When I had my scans done in June, the new tumor growth didn't match the rise of the tumor markers.  Then when my tumor markers did another huge jump, my doctor was concerned that I may have something growing in my brain.  I have been having localized pain in my head, and some blurry vision in my left eye, and pressure behind my eye.  I have also had a little bit of dizziness, and nausea.  Once again because I don't like to worry people, or complain, and just want to believe that my symptoms were all in my head (no pun intended) I didn't tell anyone.  Not even the doctor. 

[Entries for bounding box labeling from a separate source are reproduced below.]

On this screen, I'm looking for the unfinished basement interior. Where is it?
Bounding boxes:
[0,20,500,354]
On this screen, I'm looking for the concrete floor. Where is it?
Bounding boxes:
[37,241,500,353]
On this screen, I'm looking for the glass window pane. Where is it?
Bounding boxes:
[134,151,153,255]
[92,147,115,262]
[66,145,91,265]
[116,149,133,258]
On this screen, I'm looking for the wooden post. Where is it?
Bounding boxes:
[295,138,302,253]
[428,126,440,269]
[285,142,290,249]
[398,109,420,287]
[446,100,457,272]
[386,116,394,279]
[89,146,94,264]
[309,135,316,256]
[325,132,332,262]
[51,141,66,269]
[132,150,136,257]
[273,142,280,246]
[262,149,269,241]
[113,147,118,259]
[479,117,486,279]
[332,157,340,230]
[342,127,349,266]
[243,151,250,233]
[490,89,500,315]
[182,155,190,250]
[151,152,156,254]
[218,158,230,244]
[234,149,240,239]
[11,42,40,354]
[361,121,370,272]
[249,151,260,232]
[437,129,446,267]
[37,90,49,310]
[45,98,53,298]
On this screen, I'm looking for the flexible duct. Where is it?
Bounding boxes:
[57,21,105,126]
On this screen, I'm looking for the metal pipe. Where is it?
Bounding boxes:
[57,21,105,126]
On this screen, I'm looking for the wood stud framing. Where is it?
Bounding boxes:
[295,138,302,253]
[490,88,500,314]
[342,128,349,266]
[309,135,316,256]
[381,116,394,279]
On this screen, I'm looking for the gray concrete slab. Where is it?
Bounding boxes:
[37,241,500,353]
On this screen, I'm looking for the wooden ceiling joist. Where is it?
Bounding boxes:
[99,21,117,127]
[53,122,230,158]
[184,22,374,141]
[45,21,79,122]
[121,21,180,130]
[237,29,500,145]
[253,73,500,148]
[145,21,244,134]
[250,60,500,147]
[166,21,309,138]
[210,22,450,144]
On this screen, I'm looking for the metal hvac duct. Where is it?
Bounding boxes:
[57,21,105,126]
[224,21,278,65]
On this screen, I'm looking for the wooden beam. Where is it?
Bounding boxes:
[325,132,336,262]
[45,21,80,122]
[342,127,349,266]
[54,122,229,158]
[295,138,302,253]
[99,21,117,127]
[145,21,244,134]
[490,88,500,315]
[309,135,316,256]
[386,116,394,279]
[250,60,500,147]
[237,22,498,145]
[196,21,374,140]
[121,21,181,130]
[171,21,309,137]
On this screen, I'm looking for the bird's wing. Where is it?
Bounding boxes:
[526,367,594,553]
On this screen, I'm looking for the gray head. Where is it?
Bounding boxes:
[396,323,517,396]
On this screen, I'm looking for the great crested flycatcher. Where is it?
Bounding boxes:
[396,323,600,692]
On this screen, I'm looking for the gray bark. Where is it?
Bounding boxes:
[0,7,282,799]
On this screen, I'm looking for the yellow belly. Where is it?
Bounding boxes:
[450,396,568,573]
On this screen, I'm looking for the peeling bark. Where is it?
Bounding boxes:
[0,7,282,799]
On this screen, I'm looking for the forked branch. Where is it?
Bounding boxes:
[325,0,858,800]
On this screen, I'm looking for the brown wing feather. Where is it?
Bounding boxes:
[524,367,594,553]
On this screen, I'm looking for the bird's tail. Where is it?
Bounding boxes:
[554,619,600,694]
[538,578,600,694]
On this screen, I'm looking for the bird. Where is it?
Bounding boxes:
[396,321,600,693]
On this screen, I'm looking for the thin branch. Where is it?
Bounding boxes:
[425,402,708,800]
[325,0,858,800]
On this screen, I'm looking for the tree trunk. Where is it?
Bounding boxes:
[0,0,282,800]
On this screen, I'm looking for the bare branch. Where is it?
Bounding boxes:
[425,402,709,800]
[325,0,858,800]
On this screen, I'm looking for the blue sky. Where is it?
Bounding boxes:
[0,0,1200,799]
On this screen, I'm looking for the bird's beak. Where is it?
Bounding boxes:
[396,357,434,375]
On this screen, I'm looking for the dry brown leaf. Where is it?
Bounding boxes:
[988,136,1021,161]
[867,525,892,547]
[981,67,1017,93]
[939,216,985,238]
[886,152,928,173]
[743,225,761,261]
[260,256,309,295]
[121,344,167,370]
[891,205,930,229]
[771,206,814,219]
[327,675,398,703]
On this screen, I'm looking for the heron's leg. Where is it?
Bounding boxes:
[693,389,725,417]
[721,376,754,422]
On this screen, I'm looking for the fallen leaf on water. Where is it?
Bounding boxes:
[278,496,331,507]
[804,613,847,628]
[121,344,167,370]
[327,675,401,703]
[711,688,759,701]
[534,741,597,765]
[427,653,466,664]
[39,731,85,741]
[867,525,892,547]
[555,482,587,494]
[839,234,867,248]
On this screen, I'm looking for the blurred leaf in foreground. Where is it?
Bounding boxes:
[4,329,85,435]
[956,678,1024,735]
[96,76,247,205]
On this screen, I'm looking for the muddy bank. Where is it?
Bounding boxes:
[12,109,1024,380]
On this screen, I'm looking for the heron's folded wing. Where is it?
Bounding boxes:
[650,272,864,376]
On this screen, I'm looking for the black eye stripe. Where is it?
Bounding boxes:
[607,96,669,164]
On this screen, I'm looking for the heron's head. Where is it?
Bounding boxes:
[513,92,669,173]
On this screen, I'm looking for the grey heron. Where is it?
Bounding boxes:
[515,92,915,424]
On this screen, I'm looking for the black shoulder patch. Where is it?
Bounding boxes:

Anyway, I had a brain MRI on Tuesday August 5th, and then got the dreaded phone call from my doctor at 6:09 p.m. on Wednesday August 6th.  I do indeed have a brain tumor.  That is the bad news.  The good news is that there is only one, it is relatively small at 1.5 cm, and it is in a easily treatable spot. I will have a procedure called gamma-knife when I get home from vacation.  It is basically a high dose targeted radiation treatment to the tumor.  Because it is targeted, it limits damage to healthy brain tissue. 

I will update everyone once I know more, but know that we are doing just fine.  We have been enjoying sunny St. George.  I've been doing lots of resting and relaxing, and swimming, scrapbookin, game playing, and enjoying family time.  We also were able to visit the St. George temple on Friday for a temple session, and then we took the kids there on Sunday evening.  Bad news is easier to deal with when you keep an eternal perspective.

We are going to see The Sound Of Music tonight at the Tuacahn outdoor theater.  We are all really excited for that.  I have taken lots of pictures and will post some when I get back home.